Waipoua totara
- Conservation status: Data Deficit (NZ TCS)

Scientific classification
- Kingdom: Animalia
- Phylum: Arthropoda
- Subphylum: Chelicerata
- Class: Arachnida
- Order: Araneae
- Infraorder: Araneomorphae
- Family: Orsolobidae
- Genus: Waipoua
- Species: W. totara
- Binomial name: Waipoua totara (Forster, 1956)
- Synonyms: Pounamua totara

= Waipoua totara =

- Authority: (Forster, 1956)
- Conservation status: DD
- Synonyms: Pounamua totara

Species of spider

Waipoua totara is a species of Orsolobidae that is endemic to New Zealand.

==Taxonomy==
This species was described as Pounamua totara in 1956 by Ray Forster from a male specimen collected in Rangitikei.
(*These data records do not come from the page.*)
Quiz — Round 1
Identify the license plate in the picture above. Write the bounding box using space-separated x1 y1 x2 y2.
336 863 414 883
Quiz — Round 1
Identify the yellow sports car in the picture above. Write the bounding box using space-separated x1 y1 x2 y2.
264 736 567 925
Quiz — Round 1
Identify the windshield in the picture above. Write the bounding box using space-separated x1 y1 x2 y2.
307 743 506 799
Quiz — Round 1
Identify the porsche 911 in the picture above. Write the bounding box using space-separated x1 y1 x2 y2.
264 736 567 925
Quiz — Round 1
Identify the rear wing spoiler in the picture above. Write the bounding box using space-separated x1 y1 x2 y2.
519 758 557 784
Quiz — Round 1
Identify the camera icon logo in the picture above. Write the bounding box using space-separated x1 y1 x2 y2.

In 1985, it was moved into Waipoua. The holotype is stored in Canterbury Museum.

==Description==
The male is recorded at 1.75mm in length. The carapace and abdomen are patterned dorsally.

==Distribution==
This species is only known from Pohangina Valley in Rangitikei, New Zealand.

==Conservation status==
Under the New Zealand Threat Classification System, this species is listed as "Data Deficient" with the qualifiers of "Data Poor: Size", "Data Poor: Trend" and "One Location".